Like Chefalo, 13th Circuit Court Judge Phil Rodgers Jr., believes that parents enormously influence a teen’s attitude about sex. He talked about the “new, used pick-up case” in Antrim County.
“This girl was about 13, under the age of consent, and her boyfriend is older, in his early to mid 20s, somewhere in there, and the mother stood up during the hearing ostensibly to speak on behalf of her daughter, who was the victim.
“Instead, she launched into this diatribe against (Prosecutor) Charlie Koop about protecting this young man, whom she apparently admires and explained to me that her daughter was mature for her age, interested in older men, and didn’t Mr. Koop understand that the boyfriend had a new, used pick-up. It was unbelievable. I told her, ‘This isn’t Appalachia’ and I wasn’t interested in hearing any more of her comments.”
She was still yelling as she was forcibly escorted out of the courtroom.

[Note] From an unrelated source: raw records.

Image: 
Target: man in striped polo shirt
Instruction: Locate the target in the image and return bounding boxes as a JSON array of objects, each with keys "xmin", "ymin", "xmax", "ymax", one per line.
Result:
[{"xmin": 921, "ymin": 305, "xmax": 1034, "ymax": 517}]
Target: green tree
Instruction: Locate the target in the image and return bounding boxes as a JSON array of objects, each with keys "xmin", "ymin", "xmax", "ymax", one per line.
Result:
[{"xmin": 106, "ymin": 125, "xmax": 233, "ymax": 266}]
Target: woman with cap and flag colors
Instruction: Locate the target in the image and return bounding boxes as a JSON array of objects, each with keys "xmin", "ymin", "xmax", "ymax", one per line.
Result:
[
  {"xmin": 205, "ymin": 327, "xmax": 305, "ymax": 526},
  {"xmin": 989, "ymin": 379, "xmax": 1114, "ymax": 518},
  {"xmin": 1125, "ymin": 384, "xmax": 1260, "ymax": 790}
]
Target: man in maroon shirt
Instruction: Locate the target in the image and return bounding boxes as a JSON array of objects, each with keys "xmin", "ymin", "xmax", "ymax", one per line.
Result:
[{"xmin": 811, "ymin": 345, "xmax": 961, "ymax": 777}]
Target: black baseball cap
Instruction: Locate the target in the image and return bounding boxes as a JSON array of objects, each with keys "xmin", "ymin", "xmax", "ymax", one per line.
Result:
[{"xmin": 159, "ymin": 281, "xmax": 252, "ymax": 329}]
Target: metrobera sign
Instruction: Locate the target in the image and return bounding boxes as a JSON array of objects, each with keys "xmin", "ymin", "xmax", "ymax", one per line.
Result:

“This is a case of a parent not wanting to be a parent, but wanting to be a friend. Some people think it’s okay that their 13-year-old daughter is involved with an adult male,” Koop said. “I am sometimes faced with what to do when meeting a 14-year-old, and the mom is letting her 17-year-old boyfriend spend the night with her on a regular basis. Sometimes we drag them into probate court.”
Parents need to tell their daughters that wearing provocative clothes to school—short skirts and skimpy, low-cut tops—send the wrong message and opens them up to unwanted sexual attention, said Renee Dean, a nurse for the Traverse City public schools.
“It’s sad when they dress like that, especially in this age of empowered women,” Dean said

‘A HORRIFIC IMPACT’
Bottom line: when it comes to teen sex, make sure your son or daughter knows the law. That not only includes under-age sex, but also possessing or posting on the Internet pornographic pictures of anyone under the age of 18.
“Very young kids are now on the computer, instant messaging, scanning, and sending digital pictures,” said Traverse City attorney Michael Long. “It has opened up a new avenue of communication that normally ended after school, which in this day and age is occurring without supervision.  In my opinion by ‘typing’ rather than ‘saying,’ normally shy, reserved kids are empowered to say and do things out of character, such as communicating in a very provocative way.  Needless to say, the ability of a minor to get on the Internet and access anything from snuff films to porn, tends to further desensitize them.”
Even women aren’t immune from prosecution. Long remembers the case of a 17-year-old Northern Michigan girl charged with having sex with her 15-year-old boyfriend. The boy’s parents insisted on prosecution, which destroyed their relationship with their son at the time.
(Interestingly, none of the 66 sex offenders for the 49684 zip code are women.)
“Almost every weekend, you’ll find people having sex in circumstances that will violate the law, and it normally comes to the attention of the prosecutor because of some parent who objects to it—and it gets prosecuted,” said a former prosecutor, who didn’t want his name used.
“It happens so often that the parents want to end the relationship, the daughter refuses, so they get the government to prosecute it for them, no matter what her feelings are. They feel she’s too young to appreciate she shouldn’t have these behaviors.”
“Young men are getting a horrific impact on their lives with these convictions, but that’s just the way it is at this point in history.”